Le projet de chemin de fer QcRail progresse

Le projet de chemin de fer QcRail évalué à 1,5 G $ initié par Innovation et développement Manicouagan, pour relier l’Ouest canadien au port en eau profonde de Baie-Comeau en passant par Dolbeau-Mistassini, entrera dans sa phase de réalisation dans les prochaines semaines, avec les études de faisabilité et la préparation des études environnementales.

Ce projet, qui consiste à construire un tronçon de chemin de fer de 370 kilomètres à partir de Dolbeau-Mistassini avec un point d’arrivée dans le parc industriel de Baie-Comeau, n’a pas vraiment soulevé d’intérêt au Saguenay–Lac-Saint-Jean. En phase de construction, il aura des retombées économiques majeures pour la région dans une perspective de croissance des exportations vers l’Europe.

« Que les projets de BlackRock ou d’Arianne Phosphate se réalisent ou non n’aura pas d’impact sur la justification de notre projet, qui vise principalement à relier Winnipeg (l’Ouest canadien), au port en eau profonde de Baie-Comeau. Notre projet n’est pas contre le Saguenay ou Grande-Anse, puisque nous avons identifié un vaste marché potentiel dans huit secteurs économiques », précise Guy Simard, directeur général d’Innovation et développement Manicouagan.

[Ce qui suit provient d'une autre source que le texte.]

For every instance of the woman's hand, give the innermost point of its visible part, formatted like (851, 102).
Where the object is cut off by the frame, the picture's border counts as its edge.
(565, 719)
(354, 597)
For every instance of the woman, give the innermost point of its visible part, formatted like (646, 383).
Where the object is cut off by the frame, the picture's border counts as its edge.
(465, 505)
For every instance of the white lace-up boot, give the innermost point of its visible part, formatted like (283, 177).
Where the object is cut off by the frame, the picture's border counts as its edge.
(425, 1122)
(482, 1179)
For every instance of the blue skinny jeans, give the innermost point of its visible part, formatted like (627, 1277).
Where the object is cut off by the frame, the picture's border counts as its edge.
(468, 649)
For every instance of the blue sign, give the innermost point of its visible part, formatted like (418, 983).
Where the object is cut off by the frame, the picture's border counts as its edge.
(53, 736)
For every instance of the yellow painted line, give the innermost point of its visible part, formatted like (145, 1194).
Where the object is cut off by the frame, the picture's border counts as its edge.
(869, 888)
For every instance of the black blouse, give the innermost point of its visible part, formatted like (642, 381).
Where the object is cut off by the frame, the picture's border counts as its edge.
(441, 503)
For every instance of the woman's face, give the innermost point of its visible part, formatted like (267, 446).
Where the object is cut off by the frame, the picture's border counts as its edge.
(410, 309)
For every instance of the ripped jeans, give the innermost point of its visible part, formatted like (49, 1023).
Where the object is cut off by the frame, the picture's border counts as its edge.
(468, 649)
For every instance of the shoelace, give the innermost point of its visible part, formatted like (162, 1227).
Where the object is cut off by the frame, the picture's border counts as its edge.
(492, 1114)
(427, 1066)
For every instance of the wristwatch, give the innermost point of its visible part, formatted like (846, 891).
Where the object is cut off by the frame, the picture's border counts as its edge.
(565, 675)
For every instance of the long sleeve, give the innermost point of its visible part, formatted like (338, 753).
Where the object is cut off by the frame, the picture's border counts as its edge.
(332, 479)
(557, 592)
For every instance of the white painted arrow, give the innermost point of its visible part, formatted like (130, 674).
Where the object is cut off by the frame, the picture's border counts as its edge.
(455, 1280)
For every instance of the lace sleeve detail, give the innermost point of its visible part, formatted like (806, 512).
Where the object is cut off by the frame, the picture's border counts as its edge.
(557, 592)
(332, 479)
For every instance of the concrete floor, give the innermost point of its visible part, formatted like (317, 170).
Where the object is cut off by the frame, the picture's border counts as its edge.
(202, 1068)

Selon une étude préliminaire sur le potentiel de développement de ce service, le Canada verra ses exportations croître de 14 à 32 millions de tonnes métriques de différentes marchandises, d’ici 2024. Port de Saguenay transborde approximativement 325 000 tonnes métriques par année. Ces exportations, selon Guy Simard, seront concentrées sur les marchés d’Europe et découlent des ententes de libre-échange. Le port de Baie-Comeau, dans un tel contexte, a une position stratégique intéressante, et le projet permettra de faire une boucle nordique pour le transport de marchandises.

« Quand on regarde les quantités identifiées dans les analyses de préfaisabilité, on comprend que nous n’enlevons rien à personne. Au contraire, le projet va avoir des impacts partout pendant la construction et l’exploitation. L’idée est de créer une route d’exportation par le système de voies ferrées du nord, puisque la route du sud commence à être assez engorgée », poursuit M. Simard.

Le prolongement du chemin de fer du Canadien National d’une longueur d’environ 370 km débute à environ 10 km au sud-ouest de la ville de Dolbeau-Mistassini, pour se raccorder au chemin de fer existant de la de la Société du port ferroviaire de Baie-Comeau dans le parc industriel régional Jean-Noël-Tessier de Baie-Comeau.

Le DG d’Innovation et développement Manicouagan explique que cette nouvelle route des exportations permettra aux entreprises de gagner un temps précieux par rapport au réseau de transport du sud. Un wagon de potasse qui est expédié à partir de la Saskatchewan va atteindre un port d’Europe en six jours de moins par la route du nord. Ce sont des gains majeurs dans un contexte d’exportation.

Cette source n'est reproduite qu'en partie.